I’m not a Ouija type of gal. I knew in all of the pre-pubescent parties that it was really my friend, Cindy, pushing the planchette to “Yes,” when I asked if Jonathan Bell liked me. As it turns out, he did like me for a week and sat next to me in art until Melinda Crutchins made big eyes and asked him to sit with her. So long Jon.
The scientific explanation of the Ouija is that subconsciously we wish for something, and a covert program running in the background of our thoughts helps us push the planchette to the answer we want. Drat! I always thought it was Cindy…not me!!
And then at 12:47 last night I was writing an e-mail when a friend who is dying of cancer popped into my mind. At that moment, I typed into the e-mail how selfish I was to wish my friend wouldn’t leave us and how joyous her arrival in heaven would be—where everyday is Easter.
I wasn’t with my dad when he passed from this life. I was at work. I thought I’d know though. I figured a fragrant, pine breeze would touch my face as he stopped to say good bye, or I’d feel the earth pause in its rotation. When someone leaves such a huge hole in the fiber of the world, how can there not be a ripple in the universe with their passing?

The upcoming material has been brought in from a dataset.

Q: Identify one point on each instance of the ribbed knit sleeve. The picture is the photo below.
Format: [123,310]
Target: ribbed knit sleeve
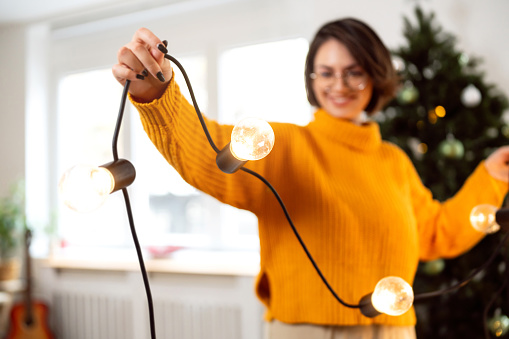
[444,228]
[174,128]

My daddy, an outdoorsman—not the REI type, but the Lil Abner type—asked the hospice worker to turn him on his side so he could see out the screen door. He passed with the fading afternoon, and I didn’t know until I received a phone call. I concluded that we humans weren’t tuned into the escalator of souls coming and going. It would be too much for our fragile senses to be jolted with every loss.

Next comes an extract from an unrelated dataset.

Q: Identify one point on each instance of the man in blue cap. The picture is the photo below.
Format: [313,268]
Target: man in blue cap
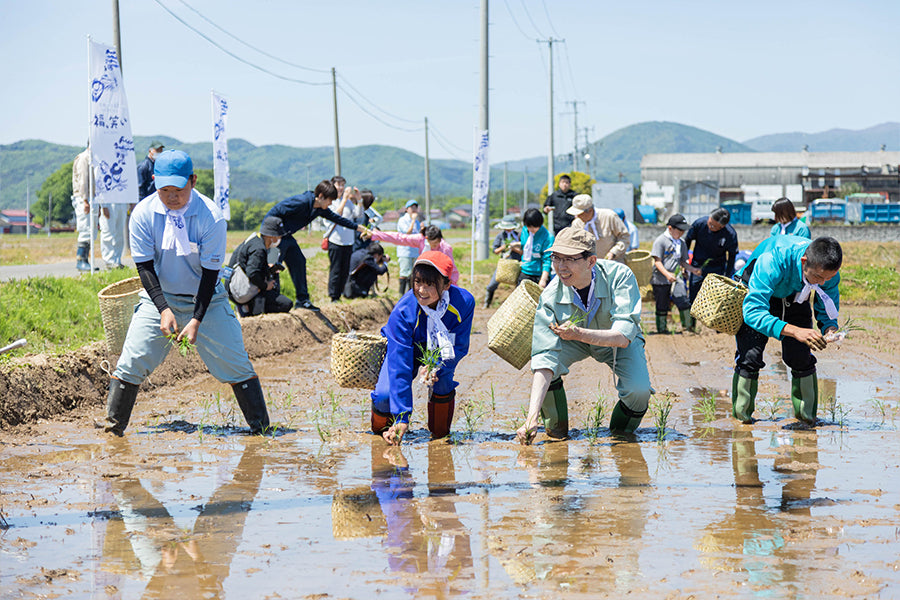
[409,223]
[178,245]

However, when I got the phone call that my friend had died around 1 this morning, I wasn’t surprised. Actually, I felt great relief and joy that she’d made it home. “It’s interesting,” the caller said. ” I woke up about one this morning thinking of her.”
Like I said, I’m not a Ouija-type of gal. I think it’s our subconscious pushing, worrying, praying even as we sleep. I believe that our passing from this realm makes no wave. Any ripple in the universe, is caused by the Creator—coming to carry us home.